© 2013 MLB Advanced Media, L.P. All rights reserved.

2/25/2013 1:30 P.M. ET

Rockies' clubhouse features varied pregame rituals

Athletes in every sport have rituals and routines, but few are as devoted to them as baseball players. Whether it's a well-timed piece of gum, a trip to the hot tub or a shared laugh in the clubhouse, each player does things a little differently.

"There's everything from a pre-pitch routine to what you eat before a game," Rockies left-hander Rex Brothers said. "Some guys get so meticulous, they start in the morning as soon as they wake up, but I don't do that much."

In fact, Brothers has simplified his pre-pitch routine so he can focus better.

"I was thinking too much and doing too much pre-pitch," he said.

Now Brothers just puts his eyes on his glove and they never come off, though he still has other small rituals, such as chewing a piece of gum in the third inning.

"Something as small as that can sway our brains one way or another," he said. "It's a little weird."

Shortstop Reid Brignac, Brothers' new teammate, doesn't do much in the way of rituals, but he does have a routine to try to get himself prepared mentally and physically.

"Before the game, I always like to get in the hot tub, heat up, take a shower, and then while I'm getting dressed, listen to music," Brignac said. "You know, get mentally focused on the game."

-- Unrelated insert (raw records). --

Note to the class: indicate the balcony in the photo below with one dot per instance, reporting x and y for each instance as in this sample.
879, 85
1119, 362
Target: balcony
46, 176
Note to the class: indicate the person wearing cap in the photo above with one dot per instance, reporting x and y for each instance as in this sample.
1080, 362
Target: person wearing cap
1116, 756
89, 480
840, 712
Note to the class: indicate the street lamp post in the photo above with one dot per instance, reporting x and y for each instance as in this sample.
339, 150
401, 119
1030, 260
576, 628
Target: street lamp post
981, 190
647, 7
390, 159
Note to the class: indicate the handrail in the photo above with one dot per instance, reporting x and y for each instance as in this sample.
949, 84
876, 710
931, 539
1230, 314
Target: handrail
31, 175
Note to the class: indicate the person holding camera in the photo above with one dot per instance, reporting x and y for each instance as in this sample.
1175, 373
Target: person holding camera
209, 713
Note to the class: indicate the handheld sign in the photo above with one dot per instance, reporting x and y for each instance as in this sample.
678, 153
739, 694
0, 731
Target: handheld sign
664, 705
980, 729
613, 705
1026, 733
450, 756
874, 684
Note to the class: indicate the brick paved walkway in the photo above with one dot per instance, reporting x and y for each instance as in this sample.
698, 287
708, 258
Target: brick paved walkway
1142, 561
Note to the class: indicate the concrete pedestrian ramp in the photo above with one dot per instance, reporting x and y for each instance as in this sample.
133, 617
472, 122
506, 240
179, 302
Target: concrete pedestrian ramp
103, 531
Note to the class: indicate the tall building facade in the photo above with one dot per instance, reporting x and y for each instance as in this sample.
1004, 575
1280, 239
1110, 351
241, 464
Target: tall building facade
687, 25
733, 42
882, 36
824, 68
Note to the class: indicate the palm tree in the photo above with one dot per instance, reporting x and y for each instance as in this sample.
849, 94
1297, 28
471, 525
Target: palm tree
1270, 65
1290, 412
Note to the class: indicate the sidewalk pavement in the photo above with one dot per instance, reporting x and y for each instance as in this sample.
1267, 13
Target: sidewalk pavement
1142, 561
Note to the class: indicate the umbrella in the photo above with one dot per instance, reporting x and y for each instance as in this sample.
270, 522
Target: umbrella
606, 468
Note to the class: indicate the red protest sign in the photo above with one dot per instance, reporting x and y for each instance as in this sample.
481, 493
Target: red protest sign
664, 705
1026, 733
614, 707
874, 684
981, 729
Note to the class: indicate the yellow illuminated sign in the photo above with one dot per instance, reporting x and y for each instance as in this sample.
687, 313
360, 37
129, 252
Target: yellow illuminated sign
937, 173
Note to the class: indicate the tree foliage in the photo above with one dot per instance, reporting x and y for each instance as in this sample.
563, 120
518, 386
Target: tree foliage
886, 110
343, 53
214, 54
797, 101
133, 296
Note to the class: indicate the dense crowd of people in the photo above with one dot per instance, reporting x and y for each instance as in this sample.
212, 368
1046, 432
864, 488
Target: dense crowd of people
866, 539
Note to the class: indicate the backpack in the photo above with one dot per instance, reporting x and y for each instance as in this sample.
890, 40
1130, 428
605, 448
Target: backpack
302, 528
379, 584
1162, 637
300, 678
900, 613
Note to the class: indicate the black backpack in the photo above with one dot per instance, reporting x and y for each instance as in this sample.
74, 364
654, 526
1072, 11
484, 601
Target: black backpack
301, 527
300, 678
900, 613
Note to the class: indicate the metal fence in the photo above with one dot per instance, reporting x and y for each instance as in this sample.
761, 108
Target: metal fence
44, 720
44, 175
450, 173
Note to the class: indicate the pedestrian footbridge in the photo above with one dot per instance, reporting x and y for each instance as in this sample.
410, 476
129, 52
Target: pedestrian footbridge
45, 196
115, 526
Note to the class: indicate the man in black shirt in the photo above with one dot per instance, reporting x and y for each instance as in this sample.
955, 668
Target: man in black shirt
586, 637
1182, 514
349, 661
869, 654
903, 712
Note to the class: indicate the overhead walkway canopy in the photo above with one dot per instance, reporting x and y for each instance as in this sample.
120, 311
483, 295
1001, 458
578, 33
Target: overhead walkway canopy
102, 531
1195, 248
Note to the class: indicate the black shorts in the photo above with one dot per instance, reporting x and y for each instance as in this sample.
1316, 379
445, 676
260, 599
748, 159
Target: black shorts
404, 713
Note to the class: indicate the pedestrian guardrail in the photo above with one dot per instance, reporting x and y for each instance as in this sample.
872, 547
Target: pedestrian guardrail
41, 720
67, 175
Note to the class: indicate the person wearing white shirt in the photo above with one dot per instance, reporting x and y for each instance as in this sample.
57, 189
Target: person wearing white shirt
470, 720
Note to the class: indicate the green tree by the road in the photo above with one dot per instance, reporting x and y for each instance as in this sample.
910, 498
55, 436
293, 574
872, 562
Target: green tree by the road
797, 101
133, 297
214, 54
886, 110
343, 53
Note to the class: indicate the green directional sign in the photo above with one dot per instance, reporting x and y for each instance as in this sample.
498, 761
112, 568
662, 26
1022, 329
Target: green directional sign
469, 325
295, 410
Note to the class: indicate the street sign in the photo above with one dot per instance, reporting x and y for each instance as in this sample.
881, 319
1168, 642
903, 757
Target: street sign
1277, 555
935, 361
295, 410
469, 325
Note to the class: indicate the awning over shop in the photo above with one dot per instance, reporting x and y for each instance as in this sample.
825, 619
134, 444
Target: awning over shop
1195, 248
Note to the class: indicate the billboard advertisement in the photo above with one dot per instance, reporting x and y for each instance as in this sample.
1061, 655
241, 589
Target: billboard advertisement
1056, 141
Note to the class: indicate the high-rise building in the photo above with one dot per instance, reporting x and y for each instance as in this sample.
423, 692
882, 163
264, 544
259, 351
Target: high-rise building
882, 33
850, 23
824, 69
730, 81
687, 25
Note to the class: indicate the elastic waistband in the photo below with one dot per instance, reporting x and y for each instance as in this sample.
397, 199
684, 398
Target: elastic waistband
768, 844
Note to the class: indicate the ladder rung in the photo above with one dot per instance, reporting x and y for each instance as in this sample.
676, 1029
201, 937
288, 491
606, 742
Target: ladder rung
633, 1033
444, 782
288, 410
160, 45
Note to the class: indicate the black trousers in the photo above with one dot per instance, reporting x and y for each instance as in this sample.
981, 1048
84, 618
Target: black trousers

Music may work for Brignac, but jamming to tunes doesn't do it for Todd Helton. For the veteran first baseman, it's more about the work that gets done before game day.

"You know, you're in the big leagues," Helton said. "I don't need music to get me fired up for the games. If you go out there and you're not prepared, then you're going to get your [butt] handed to you."

After left-handed pitcher Jeff Francis does some shoulder work with resistance bands, he likes to focus on the mental aspect of his job.

"Whenever I have a minute to myself, I just visualize myself making the pitches I need to make, making the adjustments I need to make from my last outing," he said.

Some find the simplest routines are the best. Shortstop Troy Tulowitzki just does regular old stretches, then pals around with the other guys in the clubhouse.

"Sometimes you get some nerves, so I'll make sure I'm messing around with my teammates, trying to keep it loose," Tulowitzki said.

This post is part of a Cactus League partnership between MLB.com and Arizona State University's Walter Cronkite School of Journalism and Mass Communication. This story was not subject to the approval of Major League Baseball or its clubs.